The 8.6-magnitude quake that struck Indonesia yesterday will go in the books as the 11th largest since 1900, and is presumed to be the largest of its type ever.
Scientists believe the event was what is known as a strike-slip, which is when rocks slide together horizontally, although they aren't known for creating earthquakes this large. A famous example of a strike-slip fault is in California--the San Andreas.
Geologists say the horizontal shift was a good thing, as it kept ground-level damage to a minimum and played a part in keeping tsunami-sized waves at bay. Officials in northern Indonesia say the devastating quake-triggered tsunami in 2004 was the jumping-off point for an upgrade in early warning systems, and thousands of people were evacuated or moved to higher ground yesterday in anticipation of dangerous waves. Luckily, none ever came.

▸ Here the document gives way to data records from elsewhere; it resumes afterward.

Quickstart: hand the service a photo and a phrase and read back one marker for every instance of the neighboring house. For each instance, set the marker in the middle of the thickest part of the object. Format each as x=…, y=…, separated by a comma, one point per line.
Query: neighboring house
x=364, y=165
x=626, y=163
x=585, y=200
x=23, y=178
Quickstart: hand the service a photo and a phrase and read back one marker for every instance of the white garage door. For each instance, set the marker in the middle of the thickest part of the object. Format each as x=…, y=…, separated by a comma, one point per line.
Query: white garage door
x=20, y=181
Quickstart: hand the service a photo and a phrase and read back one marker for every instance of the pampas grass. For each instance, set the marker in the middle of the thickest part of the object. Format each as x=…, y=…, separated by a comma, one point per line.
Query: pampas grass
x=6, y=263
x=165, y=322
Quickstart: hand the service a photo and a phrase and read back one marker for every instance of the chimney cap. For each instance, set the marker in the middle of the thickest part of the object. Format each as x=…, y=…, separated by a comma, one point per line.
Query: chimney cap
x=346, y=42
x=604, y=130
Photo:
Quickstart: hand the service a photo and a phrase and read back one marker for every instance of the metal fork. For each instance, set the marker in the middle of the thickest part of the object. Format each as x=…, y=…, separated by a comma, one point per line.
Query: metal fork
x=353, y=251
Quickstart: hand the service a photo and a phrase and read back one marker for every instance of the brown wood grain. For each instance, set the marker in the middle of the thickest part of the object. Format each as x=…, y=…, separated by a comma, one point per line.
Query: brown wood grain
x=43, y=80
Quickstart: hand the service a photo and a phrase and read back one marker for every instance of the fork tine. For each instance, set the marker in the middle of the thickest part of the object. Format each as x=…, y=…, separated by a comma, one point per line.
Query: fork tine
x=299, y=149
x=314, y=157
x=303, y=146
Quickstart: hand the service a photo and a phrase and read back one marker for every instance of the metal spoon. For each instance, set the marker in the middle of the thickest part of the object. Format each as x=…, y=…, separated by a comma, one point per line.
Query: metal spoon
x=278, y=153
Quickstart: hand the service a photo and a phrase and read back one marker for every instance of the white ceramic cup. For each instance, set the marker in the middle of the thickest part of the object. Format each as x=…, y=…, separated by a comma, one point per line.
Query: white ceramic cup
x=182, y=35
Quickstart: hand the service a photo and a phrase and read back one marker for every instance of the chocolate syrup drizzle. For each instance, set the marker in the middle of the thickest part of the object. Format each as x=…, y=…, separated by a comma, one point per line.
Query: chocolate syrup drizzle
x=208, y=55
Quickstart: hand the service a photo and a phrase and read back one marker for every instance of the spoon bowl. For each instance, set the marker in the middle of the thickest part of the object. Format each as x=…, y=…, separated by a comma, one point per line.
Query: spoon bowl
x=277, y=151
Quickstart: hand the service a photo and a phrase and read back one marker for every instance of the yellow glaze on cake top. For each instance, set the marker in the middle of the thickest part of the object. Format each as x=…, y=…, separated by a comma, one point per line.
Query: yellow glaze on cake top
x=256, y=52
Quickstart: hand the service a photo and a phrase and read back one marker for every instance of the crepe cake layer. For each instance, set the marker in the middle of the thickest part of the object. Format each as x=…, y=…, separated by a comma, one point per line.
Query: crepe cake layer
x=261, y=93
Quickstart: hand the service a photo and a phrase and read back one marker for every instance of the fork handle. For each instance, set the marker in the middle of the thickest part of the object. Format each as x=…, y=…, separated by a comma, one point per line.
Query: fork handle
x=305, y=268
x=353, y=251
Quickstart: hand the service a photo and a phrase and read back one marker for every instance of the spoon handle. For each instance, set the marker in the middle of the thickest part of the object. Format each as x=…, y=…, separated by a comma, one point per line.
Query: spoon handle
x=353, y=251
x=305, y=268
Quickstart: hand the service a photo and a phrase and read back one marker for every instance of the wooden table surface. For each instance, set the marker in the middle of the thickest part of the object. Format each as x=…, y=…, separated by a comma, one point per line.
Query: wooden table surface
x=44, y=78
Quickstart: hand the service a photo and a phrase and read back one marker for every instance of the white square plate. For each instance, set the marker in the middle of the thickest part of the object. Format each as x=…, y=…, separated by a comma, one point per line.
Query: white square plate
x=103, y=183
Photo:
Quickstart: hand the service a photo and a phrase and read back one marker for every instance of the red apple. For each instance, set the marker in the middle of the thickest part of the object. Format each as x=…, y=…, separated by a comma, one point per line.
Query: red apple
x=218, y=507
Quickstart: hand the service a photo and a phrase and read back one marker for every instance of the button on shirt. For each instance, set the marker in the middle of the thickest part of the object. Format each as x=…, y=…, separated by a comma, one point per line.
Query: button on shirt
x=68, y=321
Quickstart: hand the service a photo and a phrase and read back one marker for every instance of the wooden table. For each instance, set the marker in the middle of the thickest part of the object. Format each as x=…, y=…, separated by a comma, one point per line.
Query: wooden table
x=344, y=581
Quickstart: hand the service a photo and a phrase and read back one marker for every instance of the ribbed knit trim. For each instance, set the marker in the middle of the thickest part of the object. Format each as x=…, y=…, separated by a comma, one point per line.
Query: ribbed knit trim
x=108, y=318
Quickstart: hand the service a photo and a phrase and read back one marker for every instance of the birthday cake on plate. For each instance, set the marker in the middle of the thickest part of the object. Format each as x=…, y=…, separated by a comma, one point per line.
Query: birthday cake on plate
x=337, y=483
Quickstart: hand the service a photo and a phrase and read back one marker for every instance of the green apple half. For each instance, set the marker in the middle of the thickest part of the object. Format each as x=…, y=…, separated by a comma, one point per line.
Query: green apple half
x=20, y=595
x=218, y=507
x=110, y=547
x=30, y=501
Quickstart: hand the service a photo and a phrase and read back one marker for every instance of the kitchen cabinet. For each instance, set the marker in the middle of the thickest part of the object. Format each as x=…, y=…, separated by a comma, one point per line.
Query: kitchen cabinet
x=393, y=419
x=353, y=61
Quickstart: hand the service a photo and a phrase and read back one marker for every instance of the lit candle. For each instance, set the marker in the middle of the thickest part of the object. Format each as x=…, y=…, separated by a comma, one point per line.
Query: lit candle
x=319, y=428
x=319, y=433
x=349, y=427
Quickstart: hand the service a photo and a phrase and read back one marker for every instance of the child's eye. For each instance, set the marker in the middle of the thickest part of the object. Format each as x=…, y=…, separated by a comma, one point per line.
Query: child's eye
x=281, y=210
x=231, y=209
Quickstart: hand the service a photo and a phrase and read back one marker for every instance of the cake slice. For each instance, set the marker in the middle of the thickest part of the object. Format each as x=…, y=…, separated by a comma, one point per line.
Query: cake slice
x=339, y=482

Keven Furlong, a geosciences professor at Penn State, said such a big event is rare enough to make history. "A week ago, we wouldn't have thought we could have a strike-slip earthquake of this size," he said.
Early data indicates that a major factor in the quake's size is the odd unbalance that occurred; one side of the fault was pushed 70 feet past the other side, an enormous difference when compared to other, similar events--such as a 1906 quake along the San Andreas fault in which the ground only shifted 15 feet.